III. MW Golden's and Western's Appellate Costs and Attorney Fees
¶ 24 MW Golden and Western request awards of their costs and attorney fees incurred on appeal. As the prevailing parties on appeal, they are entitled to their costs. C.A.R. 39(a). Attorney fees, however, are another matter. MW Golden and Western invoke section 13-22-225(3), which provides that "[o]n the application of a prevailing party to a contested judicial proceeding under section 1322-222, 13-22-223, or 13-22-224, the court may" award attorney fees and other reasonable expenses of litigation and add such fees and expenses to a judgment confirming an award. It isn't clear that this provision applies to appeals to this court. But we will assume that it does. Any award under this statute is, as the word "may" indicates, discretionary.
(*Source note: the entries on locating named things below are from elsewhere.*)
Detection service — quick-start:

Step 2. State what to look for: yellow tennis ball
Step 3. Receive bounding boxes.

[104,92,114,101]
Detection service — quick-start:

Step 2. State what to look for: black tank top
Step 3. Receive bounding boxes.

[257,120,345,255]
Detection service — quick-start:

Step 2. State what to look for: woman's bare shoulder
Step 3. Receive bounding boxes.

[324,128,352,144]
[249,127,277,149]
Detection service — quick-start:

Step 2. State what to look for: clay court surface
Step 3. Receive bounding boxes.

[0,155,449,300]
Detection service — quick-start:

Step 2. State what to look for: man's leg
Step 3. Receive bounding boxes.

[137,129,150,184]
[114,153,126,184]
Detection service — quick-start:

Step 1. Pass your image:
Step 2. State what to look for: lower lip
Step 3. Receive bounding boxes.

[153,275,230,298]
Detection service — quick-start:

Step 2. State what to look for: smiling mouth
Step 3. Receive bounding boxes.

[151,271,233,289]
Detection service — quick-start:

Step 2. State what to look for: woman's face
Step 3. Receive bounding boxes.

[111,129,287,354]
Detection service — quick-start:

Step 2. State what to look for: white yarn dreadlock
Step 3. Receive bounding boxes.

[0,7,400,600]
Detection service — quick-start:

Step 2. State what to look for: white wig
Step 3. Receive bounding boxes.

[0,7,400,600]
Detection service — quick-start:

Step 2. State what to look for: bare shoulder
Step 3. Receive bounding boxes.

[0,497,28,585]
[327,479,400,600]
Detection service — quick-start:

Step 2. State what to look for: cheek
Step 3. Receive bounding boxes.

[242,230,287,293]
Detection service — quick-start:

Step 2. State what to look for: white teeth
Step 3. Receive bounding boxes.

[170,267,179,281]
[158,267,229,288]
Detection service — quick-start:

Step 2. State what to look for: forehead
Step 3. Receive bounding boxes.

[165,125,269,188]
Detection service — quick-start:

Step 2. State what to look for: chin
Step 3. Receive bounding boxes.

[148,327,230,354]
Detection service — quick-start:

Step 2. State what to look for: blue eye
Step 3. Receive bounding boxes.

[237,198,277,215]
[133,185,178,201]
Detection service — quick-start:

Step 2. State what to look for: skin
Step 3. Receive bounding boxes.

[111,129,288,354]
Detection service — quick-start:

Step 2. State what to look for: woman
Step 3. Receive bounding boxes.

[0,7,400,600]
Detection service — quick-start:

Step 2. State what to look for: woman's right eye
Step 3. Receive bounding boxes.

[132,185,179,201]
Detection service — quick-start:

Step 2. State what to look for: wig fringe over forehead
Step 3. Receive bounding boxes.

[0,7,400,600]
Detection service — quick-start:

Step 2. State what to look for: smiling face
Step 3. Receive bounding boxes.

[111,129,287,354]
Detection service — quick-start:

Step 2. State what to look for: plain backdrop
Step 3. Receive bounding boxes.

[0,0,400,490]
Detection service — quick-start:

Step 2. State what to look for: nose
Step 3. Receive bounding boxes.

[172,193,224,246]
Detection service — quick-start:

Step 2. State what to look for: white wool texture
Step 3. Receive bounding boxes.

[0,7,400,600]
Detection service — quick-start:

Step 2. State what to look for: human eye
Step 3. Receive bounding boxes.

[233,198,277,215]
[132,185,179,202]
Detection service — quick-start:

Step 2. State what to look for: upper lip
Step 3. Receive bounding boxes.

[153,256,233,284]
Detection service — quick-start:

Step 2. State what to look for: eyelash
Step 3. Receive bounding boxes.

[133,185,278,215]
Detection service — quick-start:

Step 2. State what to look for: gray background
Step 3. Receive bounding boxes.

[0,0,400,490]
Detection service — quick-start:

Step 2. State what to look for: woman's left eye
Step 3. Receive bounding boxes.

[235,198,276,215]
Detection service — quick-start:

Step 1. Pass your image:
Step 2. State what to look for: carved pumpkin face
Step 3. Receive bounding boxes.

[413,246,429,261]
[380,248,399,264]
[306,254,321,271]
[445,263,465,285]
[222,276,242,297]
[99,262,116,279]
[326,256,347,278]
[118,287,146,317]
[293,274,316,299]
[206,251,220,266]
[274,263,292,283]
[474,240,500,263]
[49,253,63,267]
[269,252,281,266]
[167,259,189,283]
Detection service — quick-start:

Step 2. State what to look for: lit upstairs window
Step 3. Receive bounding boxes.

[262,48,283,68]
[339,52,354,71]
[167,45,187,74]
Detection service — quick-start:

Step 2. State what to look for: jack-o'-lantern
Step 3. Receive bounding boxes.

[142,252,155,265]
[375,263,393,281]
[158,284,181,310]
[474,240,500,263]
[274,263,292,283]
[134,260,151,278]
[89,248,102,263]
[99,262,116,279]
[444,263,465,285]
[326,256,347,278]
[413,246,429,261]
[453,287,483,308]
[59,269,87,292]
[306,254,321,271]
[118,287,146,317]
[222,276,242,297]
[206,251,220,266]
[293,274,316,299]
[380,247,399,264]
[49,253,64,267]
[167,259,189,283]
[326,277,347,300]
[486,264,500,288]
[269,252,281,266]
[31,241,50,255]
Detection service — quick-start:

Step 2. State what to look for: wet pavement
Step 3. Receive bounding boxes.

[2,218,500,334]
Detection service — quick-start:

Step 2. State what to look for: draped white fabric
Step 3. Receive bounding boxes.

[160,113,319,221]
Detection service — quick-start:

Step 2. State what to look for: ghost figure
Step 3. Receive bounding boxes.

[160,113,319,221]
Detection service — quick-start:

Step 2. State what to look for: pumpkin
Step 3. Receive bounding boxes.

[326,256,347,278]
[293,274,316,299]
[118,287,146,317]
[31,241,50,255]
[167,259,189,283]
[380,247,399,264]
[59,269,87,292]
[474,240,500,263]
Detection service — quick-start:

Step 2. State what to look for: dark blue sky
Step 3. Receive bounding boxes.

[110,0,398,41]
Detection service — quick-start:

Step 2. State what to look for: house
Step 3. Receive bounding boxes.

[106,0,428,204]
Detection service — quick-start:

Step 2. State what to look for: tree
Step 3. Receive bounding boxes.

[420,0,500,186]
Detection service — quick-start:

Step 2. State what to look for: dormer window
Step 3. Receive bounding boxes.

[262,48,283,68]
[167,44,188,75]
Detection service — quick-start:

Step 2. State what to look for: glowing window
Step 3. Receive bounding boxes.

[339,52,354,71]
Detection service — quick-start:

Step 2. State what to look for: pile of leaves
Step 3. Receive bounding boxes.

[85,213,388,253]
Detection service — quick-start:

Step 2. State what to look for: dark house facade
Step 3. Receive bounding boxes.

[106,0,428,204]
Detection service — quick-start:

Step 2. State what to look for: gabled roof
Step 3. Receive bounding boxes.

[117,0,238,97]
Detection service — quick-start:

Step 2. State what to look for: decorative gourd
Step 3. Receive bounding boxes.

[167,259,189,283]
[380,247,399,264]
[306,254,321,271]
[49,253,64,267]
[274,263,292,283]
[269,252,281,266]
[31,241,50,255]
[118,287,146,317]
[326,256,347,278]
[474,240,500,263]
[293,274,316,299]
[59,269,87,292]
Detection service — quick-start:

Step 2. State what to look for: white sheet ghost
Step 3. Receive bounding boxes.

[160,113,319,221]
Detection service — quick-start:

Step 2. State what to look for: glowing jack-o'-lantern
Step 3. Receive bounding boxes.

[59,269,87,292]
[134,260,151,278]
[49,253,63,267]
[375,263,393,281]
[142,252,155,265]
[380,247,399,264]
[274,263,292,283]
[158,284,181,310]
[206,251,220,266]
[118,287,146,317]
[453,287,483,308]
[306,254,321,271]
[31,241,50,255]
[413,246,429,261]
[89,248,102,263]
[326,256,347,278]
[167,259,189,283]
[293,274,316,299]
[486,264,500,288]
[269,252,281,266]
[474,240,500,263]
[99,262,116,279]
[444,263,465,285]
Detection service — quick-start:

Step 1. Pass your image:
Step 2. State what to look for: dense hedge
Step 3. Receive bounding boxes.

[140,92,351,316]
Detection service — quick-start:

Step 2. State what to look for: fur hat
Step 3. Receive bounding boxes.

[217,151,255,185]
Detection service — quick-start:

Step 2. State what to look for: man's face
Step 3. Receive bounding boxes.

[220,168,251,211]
See Unif. Arb. Act § 25 cmts. 3, 5 (revised 2000), 7 pt. IA U.L.A. 90 (2009); see also A.S. v. People, 2013 CO 63, ¶ 21. Though a close call, we deny MW Golden and Western's request.
MW Golden and Western also cite section 13-17-102(4), C.R.S. 2024, in the portion of their answer brief requesting fees. But they don't explain the legal and factual basis for any request under this statute as C.A.R. 39.1 requires. Therefore, we don't address it. See Herbst v. Univ. of Colo. Found., 2022 COA 38, ¶ 20.
IV. Disposition
¶ 25 The appeal is dismissed with prejudice.
JUDGE LIPINSKY and JUDGE SULLIVAN concur.